If you have experienced job losses, medical bills or other financial challenges, it may be difficult to maintain a good credit rating. With a good credit rating, you can face temporary financial challenges by getting a personal loan from a bank or lending institution. But if you have bad credit, it can be difficult or impossible to get a personal loan from a bank. What can you do to get a bad credit personal loan? You have some options, but you have to be careful.
Secure Credit Cards - A common credit card is a form of unsecured loan. This means that the lender gives you future access to money based solely on your previous credit history. You do not need to add any collateral required for your own capital loan or an auto loan.
But if you have bad credit, you may not be able to get an unsecured loan. As a way to help you build your credit rating, many banks offer secured credit cards. If you are approved for a secure credit card, you must make a cash deposit on your credit card account. You can then use the credit card to make purchases up to the amount of your deposit. Then, when you make your regular monthly payment, it reflects your credit rating.
A secure credit card is not a loan. It is simply a way to create better credit. After a year or so you may be entitled to a regular credit card. But beware - some unscrupulous secured credit card companies charge unreasonable fees.
Payday Loans - If you have a permanent job and quickly need money for an emergency, you can consider a payday loan. This is a short-term short-term loan that is usually obtained from a home loan for housing pay.
Let's say you need to borrow $ 400 today to get your car fixed. Your next payday is in two weeks, and your home salary is $ 1000. The payroll office will ask you for a check in the amount of $ 400 plus interest. The check is after dated two weeks to your next payday. You give them control and go to the office with $ 400 in cash.
On your next payday, cash will cash your check. If your check bounces you may be subject to criminal charges or the lender will agree to roll over your loan until the next payday - for a steep fee.
Payday loans are expensive. The loan charges are calculated per $ 100 borrowed, and usually range from $ 10 to as high as $ 30 per $ 100 borrowed.

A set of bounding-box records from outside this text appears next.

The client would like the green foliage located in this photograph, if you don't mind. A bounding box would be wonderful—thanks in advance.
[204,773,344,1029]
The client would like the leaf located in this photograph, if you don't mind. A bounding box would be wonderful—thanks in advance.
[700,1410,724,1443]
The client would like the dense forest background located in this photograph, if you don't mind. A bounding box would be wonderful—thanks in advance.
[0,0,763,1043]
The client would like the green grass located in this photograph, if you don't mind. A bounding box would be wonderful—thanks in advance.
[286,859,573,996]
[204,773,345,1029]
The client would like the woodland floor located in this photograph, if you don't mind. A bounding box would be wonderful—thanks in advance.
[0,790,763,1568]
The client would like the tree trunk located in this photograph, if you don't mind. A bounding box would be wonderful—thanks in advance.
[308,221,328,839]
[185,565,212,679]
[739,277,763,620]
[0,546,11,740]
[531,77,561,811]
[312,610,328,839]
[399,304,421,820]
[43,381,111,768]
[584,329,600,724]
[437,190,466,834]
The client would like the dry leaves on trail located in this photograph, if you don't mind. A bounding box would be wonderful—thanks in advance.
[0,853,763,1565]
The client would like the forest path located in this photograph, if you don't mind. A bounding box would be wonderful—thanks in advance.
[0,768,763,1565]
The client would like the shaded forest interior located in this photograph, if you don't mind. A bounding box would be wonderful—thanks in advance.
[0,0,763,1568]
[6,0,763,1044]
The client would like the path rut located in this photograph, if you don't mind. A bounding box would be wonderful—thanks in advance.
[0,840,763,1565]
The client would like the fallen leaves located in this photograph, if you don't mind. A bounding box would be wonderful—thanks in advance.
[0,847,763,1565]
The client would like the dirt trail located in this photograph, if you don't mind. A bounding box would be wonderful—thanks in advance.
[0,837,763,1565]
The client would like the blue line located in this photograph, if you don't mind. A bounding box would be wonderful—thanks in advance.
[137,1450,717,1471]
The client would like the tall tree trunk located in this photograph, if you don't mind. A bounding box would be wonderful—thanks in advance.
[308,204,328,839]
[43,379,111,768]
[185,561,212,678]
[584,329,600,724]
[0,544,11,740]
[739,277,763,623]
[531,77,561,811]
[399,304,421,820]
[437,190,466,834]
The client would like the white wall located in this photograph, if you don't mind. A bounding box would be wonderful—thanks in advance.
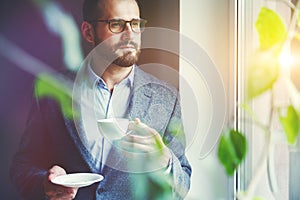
[180,0,234,200]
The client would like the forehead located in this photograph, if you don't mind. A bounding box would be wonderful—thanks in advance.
[100,0,140,20]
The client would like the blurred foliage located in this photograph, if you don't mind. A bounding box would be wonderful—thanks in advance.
[218,129,246,175]
[218,4,300,200]
[34,74,78,119]
[279,106,299,145]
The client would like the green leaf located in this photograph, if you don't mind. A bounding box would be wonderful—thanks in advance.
[252,197,264,200]
[279,106,299,145]
[218,129,247,176]
[255,7,287,50]
[34,74,78,119]
[247,49,280,99]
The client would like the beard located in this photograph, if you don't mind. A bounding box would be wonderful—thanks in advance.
[113,41,141,67]
[113,49,141,67]
[96,37,141,67]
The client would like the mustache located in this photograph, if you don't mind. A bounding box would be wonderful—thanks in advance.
[114,41,139,50]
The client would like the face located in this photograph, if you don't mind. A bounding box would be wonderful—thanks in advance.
[94,0,141,67]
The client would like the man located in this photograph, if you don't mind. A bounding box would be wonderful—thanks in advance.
[11,0,191,200]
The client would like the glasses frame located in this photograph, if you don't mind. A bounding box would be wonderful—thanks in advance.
[88,19,147,33]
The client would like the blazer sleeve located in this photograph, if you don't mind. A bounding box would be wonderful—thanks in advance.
[163,93,192,199]
[10,97,51,199]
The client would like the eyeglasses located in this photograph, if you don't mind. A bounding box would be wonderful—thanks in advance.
[89,19,147,33]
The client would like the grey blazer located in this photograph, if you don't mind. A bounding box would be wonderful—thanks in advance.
[10,67,191,200]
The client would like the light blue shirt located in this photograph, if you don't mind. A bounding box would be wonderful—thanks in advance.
[85,66,135,171]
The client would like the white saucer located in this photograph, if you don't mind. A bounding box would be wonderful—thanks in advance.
[51,173,104,188]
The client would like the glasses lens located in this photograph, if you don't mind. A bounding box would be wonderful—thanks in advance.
[109,20,125,33]
[109,19,147,33]
[131,19,146,33]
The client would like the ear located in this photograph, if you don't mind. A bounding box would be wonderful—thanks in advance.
[81,21,95,45]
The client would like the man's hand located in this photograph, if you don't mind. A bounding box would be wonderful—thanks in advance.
[116,119,171,170]
[44,165,78,200]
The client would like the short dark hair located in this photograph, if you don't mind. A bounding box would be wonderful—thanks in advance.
[82,0,101,21]
[82,0,139,21]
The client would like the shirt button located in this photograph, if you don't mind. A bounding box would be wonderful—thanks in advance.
[97,188,104,194]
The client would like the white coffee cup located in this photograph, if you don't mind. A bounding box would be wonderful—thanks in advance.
[97,118,129,140]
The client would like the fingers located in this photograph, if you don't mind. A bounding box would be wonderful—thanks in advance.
[44,165,78,200]
[128,118,157,136]
[48,165,67,181]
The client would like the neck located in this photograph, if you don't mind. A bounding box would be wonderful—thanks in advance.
[101,65,133,91]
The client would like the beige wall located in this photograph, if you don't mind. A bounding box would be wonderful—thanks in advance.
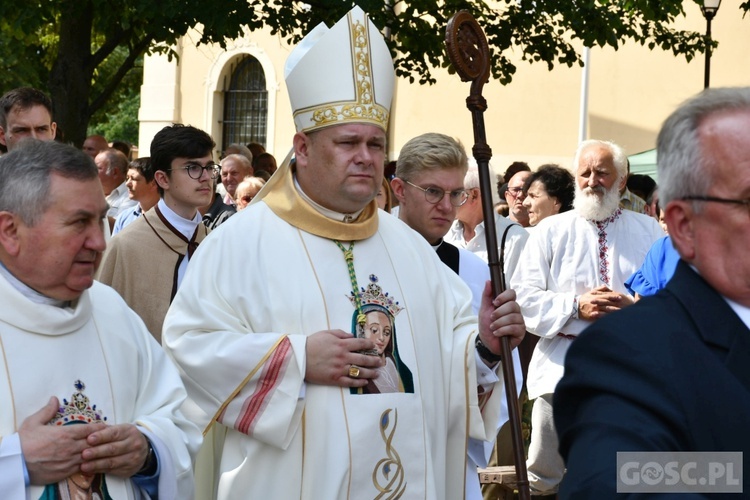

If you are charged $ 15 per $ 100 borrowed, a 14-day loan of $ 400 will cost you $ 60 in interest. It is an annual percentage rate (APR) of 390%. Think of it - do you really want to pay $ 60 to borrow $ 400 in two weeks? And do not forget that your next paycheck will not be $ 1000 - it will be $ 540, as you will have repayed the loan.
Peer-to-Peer lending - Also called personal-to-person lending, P2P lending or social lending, peer-to-peer lending can be a good option if you have access to a lending group. Originally, peer-to-peer lending was developed by closely linked ethnic groups who trusted each other and may not have had access to traditional banks. With its most basic, the group creates a pool of money that members can take out loans, usually for purposes like a wedding, building a home or starting a small business. The money is then refunded, sometimes with low interest rate.
Traditional group group lending depends on a high level of personal knowledge and trust among the participants. For the public, commercial lending pages are being operated on the Internet and quickly becoming popular. Peer-Peer lending websites can generally help people of all types of credit. Because the individuals borrow the money stands to reap a greater return on their investment when they lend to people with bad credit - you have many who are willing to do that. Peer to peer or social lending becomes a great way to get money without using banks or credit cards.
Getting a personal loan with bad credit can be difficult, but if you take the time and explore all available options, you will certainly find people willing to lend money. As always, be careful because the loans available to people with bad credit generally have higher prices and fees associated with them.